Les étudiants, qui se baladent déjà dans le jardin, reviennent vers l'entrée, le lieu du rendez vous. Le cours se fait donc,  pendant une heure et demie, dans la rue, devant l'entrée du Muséum. Un  cours qui porte sur l'histoire du Muséum, l'histoire de la protection de la nature, sur Buffon. A la fin du cours, je demande à nouveau à entrer pour effectuer une visite commentée du jardin. Nouveau refus,  seuls les étudiants peuvent entrer, pas leur enseignant. Ils entrent et, je décide de tenter ma chance par une autre grille, rue de Buffon. Où je retrouve des membres du service de sécurité qui, possédant manifestement mon signalement, comme les premiers,  m'interdisent à nouveau l'entrée. Evidemment, je finis pas me fâcher et exige, sous peine de  bousculer les vigiles, la présence du Directeur de la surveillance du  Jardin des Plantes. Comme le scandale menace il finit par arriver. D'abord, parfaitement méprisant, il finit pas me réciter mon CV et le  contenu  de mon blog. Cela commence à ressembler à un procès politique, avec descriptions de mes opinions, faits et gestes. D'autres enseignants du département de Géographie, dont le Directeur Olivier Archambeau, président du Club des Explorateurs, Alain Bué et Christian Weiss, insistent et menacent d'un scandale. Le directeur de la Surveillance, qui me dit agir au nom du Directeur du Muséum (où je pensais être honorablement connu), commençant sans  doute à discerner le ridicule de sa situation, finit par nous faire   une proposition incroyable, du genre de celle que j'ai pu entendre autrefois, comme journaliste, en Union Soviétique :
« Ecoutez, si vous me promettez de ne pas parler de politique à vos étudiants et aux autres professeurs, je vous laisse entrer et  rejoindre les étudiants . »
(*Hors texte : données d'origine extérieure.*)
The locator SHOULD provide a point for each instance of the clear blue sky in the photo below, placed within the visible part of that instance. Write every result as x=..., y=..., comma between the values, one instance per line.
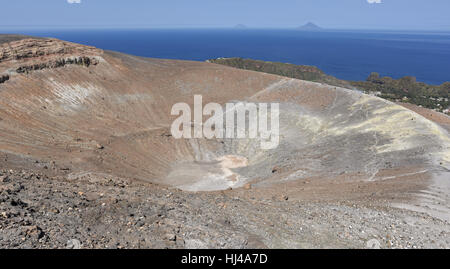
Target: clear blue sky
x=344, y=14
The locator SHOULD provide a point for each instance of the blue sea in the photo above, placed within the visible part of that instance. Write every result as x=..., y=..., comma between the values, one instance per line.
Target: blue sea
x=350, y=55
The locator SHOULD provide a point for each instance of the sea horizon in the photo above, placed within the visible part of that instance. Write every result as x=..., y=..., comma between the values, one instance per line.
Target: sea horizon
x=349, y=54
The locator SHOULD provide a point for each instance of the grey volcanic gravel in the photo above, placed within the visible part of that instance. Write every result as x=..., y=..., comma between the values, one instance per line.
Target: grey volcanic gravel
x=37, y=211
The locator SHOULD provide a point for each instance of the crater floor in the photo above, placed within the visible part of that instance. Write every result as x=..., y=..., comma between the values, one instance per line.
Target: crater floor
x=70, y=111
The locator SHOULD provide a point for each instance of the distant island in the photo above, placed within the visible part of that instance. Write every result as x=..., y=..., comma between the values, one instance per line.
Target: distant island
x=310, y=27
x=240, y=26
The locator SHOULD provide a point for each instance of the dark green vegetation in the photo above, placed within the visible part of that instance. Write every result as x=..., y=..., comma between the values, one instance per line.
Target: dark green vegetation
x=405, y=89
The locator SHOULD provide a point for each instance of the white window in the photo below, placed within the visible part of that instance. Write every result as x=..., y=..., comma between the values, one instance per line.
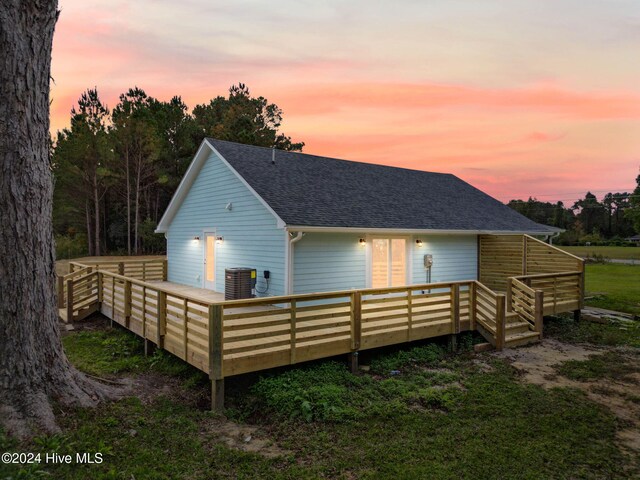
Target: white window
x=388, y=262
x=210, y=261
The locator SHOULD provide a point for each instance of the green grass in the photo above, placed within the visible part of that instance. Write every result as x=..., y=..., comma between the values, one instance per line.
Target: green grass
x=609, y=334
x=599, y=366
x=627, y=253
x=104, y=353
x=614, y=287
x=418, y=413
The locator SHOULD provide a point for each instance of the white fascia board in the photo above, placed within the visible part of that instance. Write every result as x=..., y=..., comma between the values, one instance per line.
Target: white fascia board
x=280, y=222
x=406, y=231
x=190, y=177
x=182, y=190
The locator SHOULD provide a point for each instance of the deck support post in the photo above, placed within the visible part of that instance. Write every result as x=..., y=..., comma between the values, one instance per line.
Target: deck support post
x=453, y=342
x=127, y=303
x=500, y=321
x=69, y=301
x=149, y=347
x=216, y=376
x=217, y=395
x=352, y=359
x=60, y=291
x=539, y=312
x=161, y=329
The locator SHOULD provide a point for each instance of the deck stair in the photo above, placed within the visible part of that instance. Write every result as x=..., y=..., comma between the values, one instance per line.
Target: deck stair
x=518, y=332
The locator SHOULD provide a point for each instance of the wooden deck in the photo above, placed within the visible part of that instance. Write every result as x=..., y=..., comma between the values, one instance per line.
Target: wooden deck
x=225, y=338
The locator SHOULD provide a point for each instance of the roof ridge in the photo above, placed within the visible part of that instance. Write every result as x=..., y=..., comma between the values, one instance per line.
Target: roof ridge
x=332, y=158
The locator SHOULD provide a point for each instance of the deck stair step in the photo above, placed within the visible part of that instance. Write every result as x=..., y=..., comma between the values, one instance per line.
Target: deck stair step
x=523, y=338
x=517, y=327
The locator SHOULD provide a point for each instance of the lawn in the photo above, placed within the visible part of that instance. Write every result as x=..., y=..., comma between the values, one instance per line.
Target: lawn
x=417, y=412
x=614, y=287
x=630, y=253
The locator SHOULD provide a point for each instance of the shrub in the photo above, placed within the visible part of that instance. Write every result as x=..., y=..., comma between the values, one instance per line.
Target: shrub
x=71, y=246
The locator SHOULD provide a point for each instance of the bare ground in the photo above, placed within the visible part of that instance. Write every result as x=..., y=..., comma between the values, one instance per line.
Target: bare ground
x=537, y=366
Je promets et, évidemment, ne tiendrai pas cette promesse,  tant le propos est absurde. J'entre donc avec l'horrible certitude que, d'ordre du  directeur et probablement du ministère de l'Education Nationale, je viens  de faire l'objet d'une « interdiction politique ». Pour la première  fois de mon existence, en France.
Je n'ai réalisé que plus tard, après la fin de la visite se  terminant au labyrinthe du Jardin des Plantes, à quel point cet incident  était extra-ordinaire et révélateur d'un glissement angoissant de notre société. Rétrospectivement, j'ai eu peur, très peur... »

Claude-Marie Vadrot, journaliste à Politis et chargé de cours à Paris 8 souhaite diffuser largement ce  message.

 On en parle trop peu:
Pour compléter ce récit édifiant, rappelons que la "ronde des obstinés" continue à Paris. Apparemment, Mme Pécresse est trop préoccupée par la campagne électorale en région parisienne pour répondre aux universitaires...
1000 heures

 

Mille heures au compteur : la "ronde infinie des obstinés", menée par les enseignants-chercheurs mobilisés contre la réforme de l’université, tourne depuis un mois et demi sur le parvis de l’Hôtel de Ville de Paris. La millième heure a été célébrée dimanche par 24 heures de concerts et discours.